ResearchSat Pty Ltd is an Australian space biotechnology company that develops payloads and experiment platforms for biological research in microgravity. Established in 2018, the company has conducted suborbital experiments and contributed hardware to research with RMIT University.

== History ==
ResearchSat was founded in 2018 by aerospace engineers Raviteja Duggineni and Jibin Jeffrey Dhanaraj. The company was initially bootstrapped and later developed a modular research payload intended to host biological experiments during spaceflight. In 2023, ResearchSat acquired South Australian high-altitude balloon operator Up&Up Space. The acquisition added a lower-cost platform for testing components in near-space conditions before suborbital or orbital missions.

== Missions and research ==
In November 2022, ResearchSat launched its ADI-Alpha payload aboard a sounding rocket from the Esrange Space Center in Sweden. The payload reached an altitude of approximately 260 km and experienced about six minutes of microgravity before returning to Earth.

ResearchSat later collaborated with RMIT University on a study of Bacillus subtilis spores exposed to launch acceleration, short-duration microgravity and re-entry deceleration. ResearchSat and RMIT developed a custom three-dimensional-printed sample holder for the flight. The study, published in npj Microgravity in 2025, found no observable change in the spores' growth or structure after the flight.

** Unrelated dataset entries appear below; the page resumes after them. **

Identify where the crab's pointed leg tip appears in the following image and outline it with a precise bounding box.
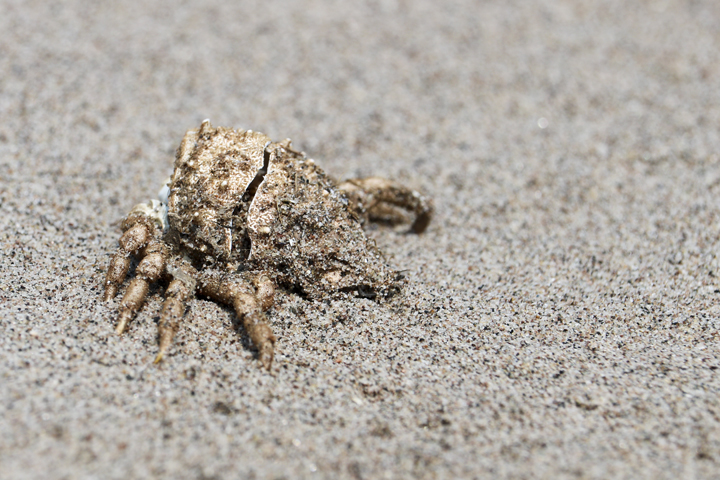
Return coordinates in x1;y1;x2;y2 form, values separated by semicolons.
260;351;273;372
103;285;117;302
115;311;131;335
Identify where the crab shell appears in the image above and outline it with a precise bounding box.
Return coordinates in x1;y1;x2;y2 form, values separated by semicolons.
165;121;400;298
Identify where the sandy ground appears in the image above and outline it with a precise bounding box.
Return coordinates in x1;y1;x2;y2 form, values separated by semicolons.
0;0;720;479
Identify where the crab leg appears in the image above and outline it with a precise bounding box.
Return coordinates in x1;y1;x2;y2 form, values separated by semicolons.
155;279;192;363
199;272;276;370
104;223;153;302
338;177;433;233
115;240;167;334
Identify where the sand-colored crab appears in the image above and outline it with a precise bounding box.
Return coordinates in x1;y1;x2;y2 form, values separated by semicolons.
105;120;433;369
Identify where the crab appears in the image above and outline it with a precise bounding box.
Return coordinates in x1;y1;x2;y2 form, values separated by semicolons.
104;120;433;370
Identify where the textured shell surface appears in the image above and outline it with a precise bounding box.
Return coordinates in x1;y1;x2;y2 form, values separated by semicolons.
166;122;399;298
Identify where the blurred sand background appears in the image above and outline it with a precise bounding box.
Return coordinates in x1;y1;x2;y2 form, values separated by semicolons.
0;0;720;479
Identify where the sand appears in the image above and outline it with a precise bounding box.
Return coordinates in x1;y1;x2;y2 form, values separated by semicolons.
0;0;720;479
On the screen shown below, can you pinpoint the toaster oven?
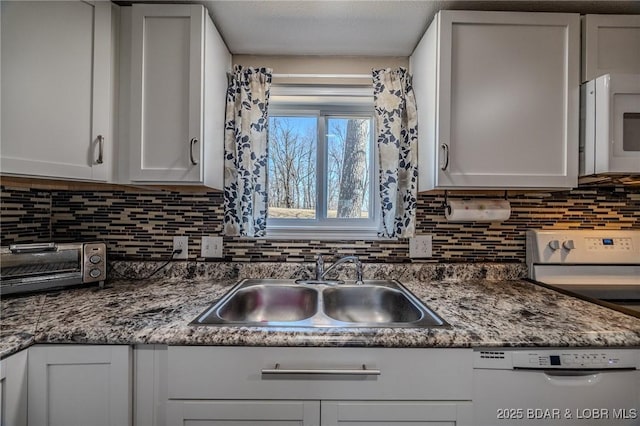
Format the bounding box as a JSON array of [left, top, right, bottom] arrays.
[[0, 242, 107, 295]]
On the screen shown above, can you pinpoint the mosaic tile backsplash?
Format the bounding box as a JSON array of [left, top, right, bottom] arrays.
[[0, 186, 640, 263]]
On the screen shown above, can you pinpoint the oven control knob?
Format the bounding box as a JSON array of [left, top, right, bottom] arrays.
[[549, 240, 560, 251]]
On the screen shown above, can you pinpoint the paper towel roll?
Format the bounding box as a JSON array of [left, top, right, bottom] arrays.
[[445, 200, 511, 222]]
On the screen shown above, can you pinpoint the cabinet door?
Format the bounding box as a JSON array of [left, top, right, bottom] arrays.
[[167, 401, 320, 426], [436, 11, 580, 188], [0, 1, 112, 181], [28, 345, 131, 426], [321, 401, 472, 426], [582, 15, 640, 82], [130, 4, 205, 182], [0, 350, 27, 426]]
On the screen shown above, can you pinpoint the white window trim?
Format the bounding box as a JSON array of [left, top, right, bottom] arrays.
[[261, 86, 380, 240]]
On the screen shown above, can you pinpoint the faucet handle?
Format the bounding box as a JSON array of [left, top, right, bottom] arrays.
[[316, 253, 324, 281]]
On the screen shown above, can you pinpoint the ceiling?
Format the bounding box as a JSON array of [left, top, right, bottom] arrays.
[[116, 0, 640, 56]]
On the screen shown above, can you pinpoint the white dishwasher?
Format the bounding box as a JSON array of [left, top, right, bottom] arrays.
[[473, 348, 640, 426]]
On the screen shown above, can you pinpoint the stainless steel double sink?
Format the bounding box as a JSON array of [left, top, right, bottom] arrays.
[[191, 279, 448, 328]]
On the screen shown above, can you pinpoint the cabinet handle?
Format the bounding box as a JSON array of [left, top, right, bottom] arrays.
[[189, 138, 198, 166], [262, 364, 381, 376], [440, 143, 449, 171], [96, 135, 104, 164]]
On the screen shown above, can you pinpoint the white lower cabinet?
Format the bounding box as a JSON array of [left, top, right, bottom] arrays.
[[167, 400, 471, 426], [0, 350, 27, 426], [320, 401, 472, 426], [134, 346, 472, 426], [28, 345, 132, 426]]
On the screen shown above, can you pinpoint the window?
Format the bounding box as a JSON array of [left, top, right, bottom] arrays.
[[267, 86, 378, 238]]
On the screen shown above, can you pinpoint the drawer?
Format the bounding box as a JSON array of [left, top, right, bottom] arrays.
[[168, 346, 473, 401]]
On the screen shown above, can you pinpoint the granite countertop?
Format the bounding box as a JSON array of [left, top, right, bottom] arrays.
[[0, 264, 640, 357]]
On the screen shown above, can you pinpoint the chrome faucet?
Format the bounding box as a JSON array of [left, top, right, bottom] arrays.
[[316, 254, 363, 284]]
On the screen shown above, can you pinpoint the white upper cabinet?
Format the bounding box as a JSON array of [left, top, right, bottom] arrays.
[[0, 1, 117, 181], [411, 11, 580, 191], [582, 15, 640, 82], [129, 4, 231, 188]]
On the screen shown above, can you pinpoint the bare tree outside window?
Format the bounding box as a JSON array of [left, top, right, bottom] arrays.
[[268, 115, 371, 223]]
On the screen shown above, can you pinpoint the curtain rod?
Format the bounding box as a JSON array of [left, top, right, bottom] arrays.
[[272, 74, 372, 78]]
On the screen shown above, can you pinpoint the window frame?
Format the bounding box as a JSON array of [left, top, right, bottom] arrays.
[[265, 86, 380, 240]]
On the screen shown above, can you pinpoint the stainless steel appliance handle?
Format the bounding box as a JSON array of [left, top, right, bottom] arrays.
[[9, 243, 58, 253], [189, 138, 198, 166], [440, 143, 449, 171], [262, 364, 381, 376], [96, 135, 104, 164]]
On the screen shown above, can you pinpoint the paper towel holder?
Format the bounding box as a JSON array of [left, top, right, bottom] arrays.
[[442, 189, 509, 215]]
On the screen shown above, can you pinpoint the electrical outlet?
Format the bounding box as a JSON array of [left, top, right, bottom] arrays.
[[173, 237, 189, 259], [409, 235, 433, 259], [200, 236, 222, 258]]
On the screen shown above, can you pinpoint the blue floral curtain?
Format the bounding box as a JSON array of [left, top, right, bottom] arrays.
[[373, 68, 418, 238], [224, 65, 272, 237]]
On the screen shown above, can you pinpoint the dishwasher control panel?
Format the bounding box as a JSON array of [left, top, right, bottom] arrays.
[[474, 348, 640, 370], [526, 229, 640, 265]]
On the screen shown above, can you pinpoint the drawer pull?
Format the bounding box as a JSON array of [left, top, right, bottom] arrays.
[[262, 364, 380, 376]]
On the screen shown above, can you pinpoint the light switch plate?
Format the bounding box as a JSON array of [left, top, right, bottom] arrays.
[[409, 235, 433, 259], [172, 236, 189, 259], [200, 236, 222, 258]]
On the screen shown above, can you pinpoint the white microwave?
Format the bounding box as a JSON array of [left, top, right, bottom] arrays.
[[580, 74, 640, 176]]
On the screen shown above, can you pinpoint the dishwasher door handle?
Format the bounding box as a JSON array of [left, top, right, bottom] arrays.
[[544, 370, 601, 386], [262, 364, 381, 376]]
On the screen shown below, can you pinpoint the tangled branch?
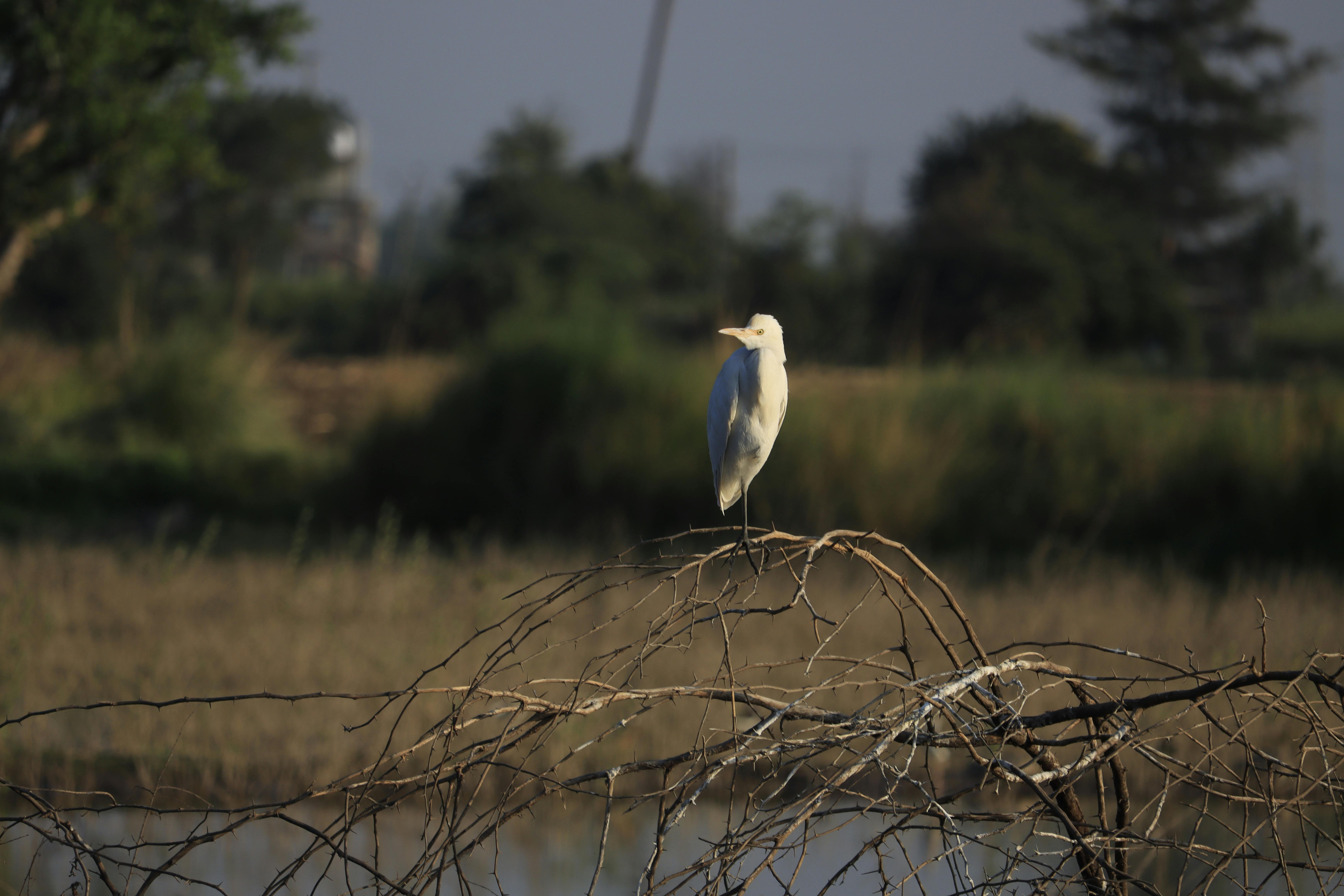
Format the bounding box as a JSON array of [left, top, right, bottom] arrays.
[[0, 529, 1344, 896]]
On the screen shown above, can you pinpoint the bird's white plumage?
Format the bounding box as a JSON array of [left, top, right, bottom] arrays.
[[706, 314, 789, 510]]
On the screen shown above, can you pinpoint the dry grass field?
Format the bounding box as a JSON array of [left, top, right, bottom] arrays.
[[0, 543, 1344, 797]]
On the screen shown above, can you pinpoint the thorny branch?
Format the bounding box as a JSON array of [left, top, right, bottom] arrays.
[[0, 529, 1344, 896]]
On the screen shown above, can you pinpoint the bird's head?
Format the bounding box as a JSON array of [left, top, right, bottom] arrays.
[[719, 314, 786, 361]]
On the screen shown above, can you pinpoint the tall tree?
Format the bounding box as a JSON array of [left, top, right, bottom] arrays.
[[0, 0, 306, 301], [1035, 0, 1329, 314]]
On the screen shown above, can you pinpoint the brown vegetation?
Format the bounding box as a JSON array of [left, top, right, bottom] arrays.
[[0, 531, 1344, 896]]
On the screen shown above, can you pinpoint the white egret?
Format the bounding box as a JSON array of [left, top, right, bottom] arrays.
[[707, 314, 789, 541]]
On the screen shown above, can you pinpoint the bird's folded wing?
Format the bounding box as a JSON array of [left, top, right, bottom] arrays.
[[706, 353, 742, 493]]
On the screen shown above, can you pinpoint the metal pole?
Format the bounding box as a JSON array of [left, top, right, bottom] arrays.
[[626, 0, 676, 168]]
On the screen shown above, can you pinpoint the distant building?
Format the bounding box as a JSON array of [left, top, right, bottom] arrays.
[[285, 122, 379, 281]]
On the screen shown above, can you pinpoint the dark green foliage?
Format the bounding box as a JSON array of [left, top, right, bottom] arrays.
[[335, 305, 712, 536], [339, 309, 1344, 572], [415, 113, 714, 345], [1036, 0, 1329, 322], [172, 91, 344, 277], [0, 328, 309, 525], [4, 219, 117, 343], [876, 109, 1190, 357], [0, 0, 305, 287], [728, 193, 892, 363]]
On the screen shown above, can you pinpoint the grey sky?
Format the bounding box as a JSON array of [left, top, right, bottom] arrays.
[[266, 0, 1344, 267]]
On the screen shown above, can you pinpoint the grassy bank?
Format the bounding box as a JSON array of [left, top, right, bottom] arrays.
[[0, 543, 1344, 802], [352, 311, 1344, 571], [0, 313, 1344, 575]]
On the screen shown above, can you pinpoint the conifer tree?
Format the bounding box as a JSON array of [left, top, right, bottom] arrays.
[[1035, 0, 1330, 309]]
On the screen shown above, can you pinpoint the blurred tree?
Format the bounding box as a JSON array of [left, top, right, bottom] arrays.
[[875, 109, 1188, 357], [171, 91, 345, 328], [0, 0, 306, 311], [728, 192, 886, 363], [413, 113, 716, 344], [1035, 0, 1329, 355]]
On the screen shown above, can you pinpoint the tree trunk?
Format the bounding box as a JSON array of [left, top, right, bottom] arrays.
[[0, 196, 93, 314], [0, 224, 32, 305]]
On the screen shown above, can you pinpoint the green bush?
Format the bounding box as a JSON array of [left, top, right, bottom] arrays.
[[337, 313, 1344, 570], [1254, 301, 1344, 373]]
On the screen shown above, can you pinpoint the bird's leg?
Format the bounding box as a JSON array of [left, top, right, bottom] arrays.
[[742, 490, 751, 544], [742, 492, 761, 575]]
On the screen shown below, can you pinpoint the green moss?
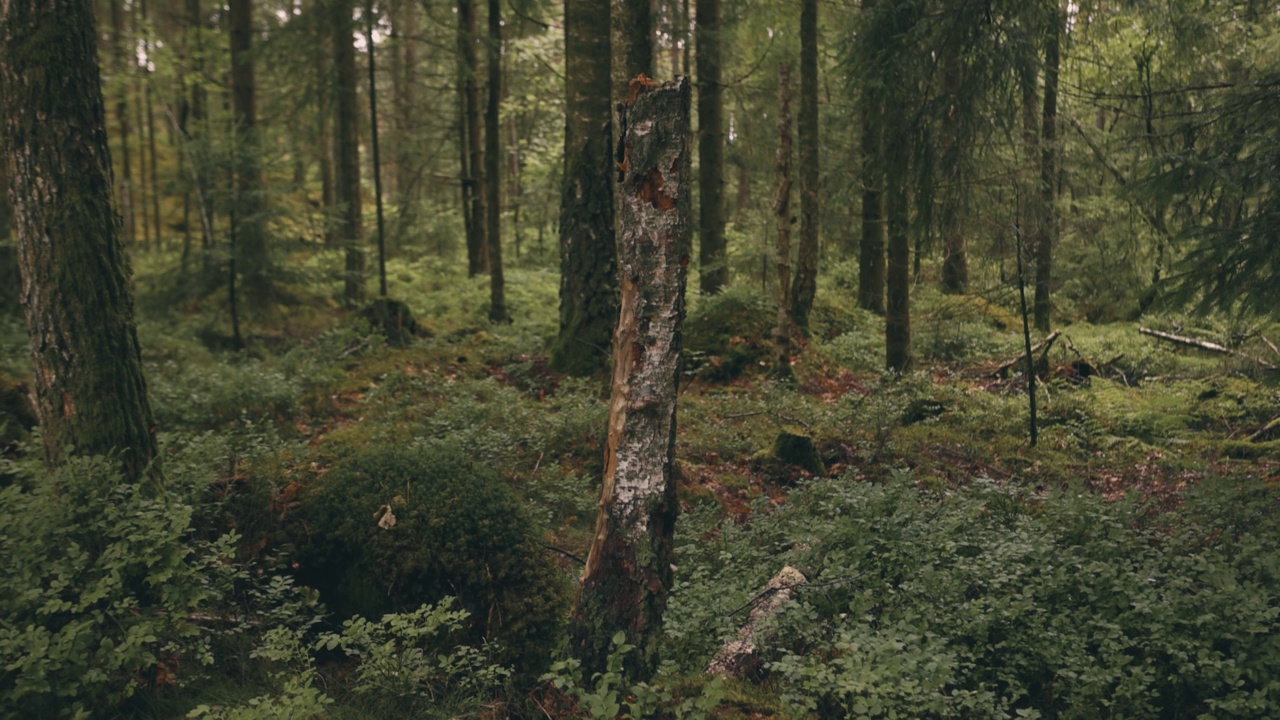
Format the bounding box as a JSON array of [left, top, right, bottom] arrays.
[[300, 445, 566, 671]]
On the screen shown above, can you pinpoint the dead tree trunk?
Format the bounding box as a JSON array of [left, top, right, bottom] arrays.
[[570, 76, 692, 678], [773, 64, 792, 379]]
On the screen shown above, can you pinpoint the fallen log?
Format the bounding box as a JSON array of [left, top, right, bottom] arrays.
[[992, 331, 1062, 378], [707, 565, 806, 678], [1138, 328, 1276, 370]]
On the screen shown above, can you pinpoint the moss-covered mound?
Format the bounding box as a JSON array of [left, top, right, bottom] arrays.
[[300, 447, 566, 671]]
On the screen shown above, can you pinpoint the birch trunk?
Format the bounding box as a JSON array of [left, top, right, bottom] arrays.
[[570, 77, 692, 678]]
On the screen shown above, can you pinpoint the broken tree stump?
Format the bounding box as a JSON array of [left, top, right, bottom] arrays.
[[570, 74, 692, 679]]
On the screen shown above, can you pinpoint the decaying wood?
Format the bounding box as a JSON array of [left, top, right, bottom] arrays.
[[992, 331, 1062, 378], [707, 565, 806, 678], [570, 76, 692, 678], [1138, 328, 1275, 370]]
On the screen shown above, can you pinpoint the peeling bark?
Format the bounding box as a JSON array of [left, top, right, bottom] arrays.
[[570, 76, 692, 678]]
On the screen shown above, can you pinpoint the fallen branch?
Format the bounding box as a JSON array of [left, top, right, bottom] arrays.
[[992, 331, 1062, 378], [1138, 328, 1276, 370]]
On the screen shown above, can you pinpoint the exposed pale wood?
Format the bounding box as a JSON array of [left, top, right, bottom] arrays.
[[707, 565, 806, 678], [1138, 328, 1275, 370], [570, 76, 692, 678], [992, 331, 1062, 378]]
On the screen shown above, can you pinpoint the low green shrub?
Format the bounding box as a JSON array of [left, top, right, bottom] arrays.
[[0, 459, 230, 719], [668, 473, 1280, 720], [300, 445, 564, 670]]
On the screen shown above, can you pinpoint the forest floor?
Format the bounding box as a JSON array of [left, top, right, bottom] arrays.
[[10, 259, 1280, 717]]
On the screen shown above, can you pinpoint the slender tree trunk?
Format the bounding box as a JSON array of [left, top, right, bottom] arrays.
[[884, 102, 911, 373], [484, 0, 511, 323], [858, 98, 884, 313], [858, 0, 884, 313], [695, 0, 728, 293], [138, 0, 162, 249], [1036, 10, 1064, 332], [791, 0, 819, 334], [365, 0, 387, 297], [110, 0, 137, 245], [938, 41, 969, 295], [131, 74, 151, 250], [396, 0, 419, 210], [773, 63, 794, 379], [458, 0, 489, 277], [315, 14, 342, 247], [570, 78, 692, 679], [328, 0, 365, 305], [228, 0, 271, 299], [0, 0, 159, 480], [550, 0, 618, 375]]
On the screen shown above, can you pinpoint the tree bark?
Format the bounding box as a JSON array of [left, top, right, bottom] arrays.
[[1034, 0, 1064, 332], [458, 0, 489, 277], [609, 0, 654, 146], [858, 0, 884, 313], [110, 0, 138, 245], [365, 0, 394, 297], [694, 0, 728, 293], [570, 78, 692, 679], [884, 102, 911, 373], [228, 0, 270, 304], [550, 0, 618, 375], [940, 44, 969, 295], [328, 0, 365, 305], [484, 0, 511, 323], [0, 0, 159, 482], [773, 63, 794, 379], [791, 0, 819, 334]]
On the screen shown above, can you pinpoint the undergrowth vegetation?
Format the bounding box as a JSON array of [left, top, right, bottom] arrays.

In February 2024, two payloads delivered by ResearchSat flew on the German Aerospace Center's MAPHEUS-14 sounding rocket. The Australian Space Agency described the payloads as a biological-cell monitoring experiment and a contingency communications unit for small satellites. The rocket reached approximately 265 km during the flight.

In 2026, a ResearchSat-led project with AltData and AICRAFT received from the South Australian Space Collaboration and Innovation Fund. The project was funded to combine microgravity experiment data with artificial-intelligence models for pharmaceutical research.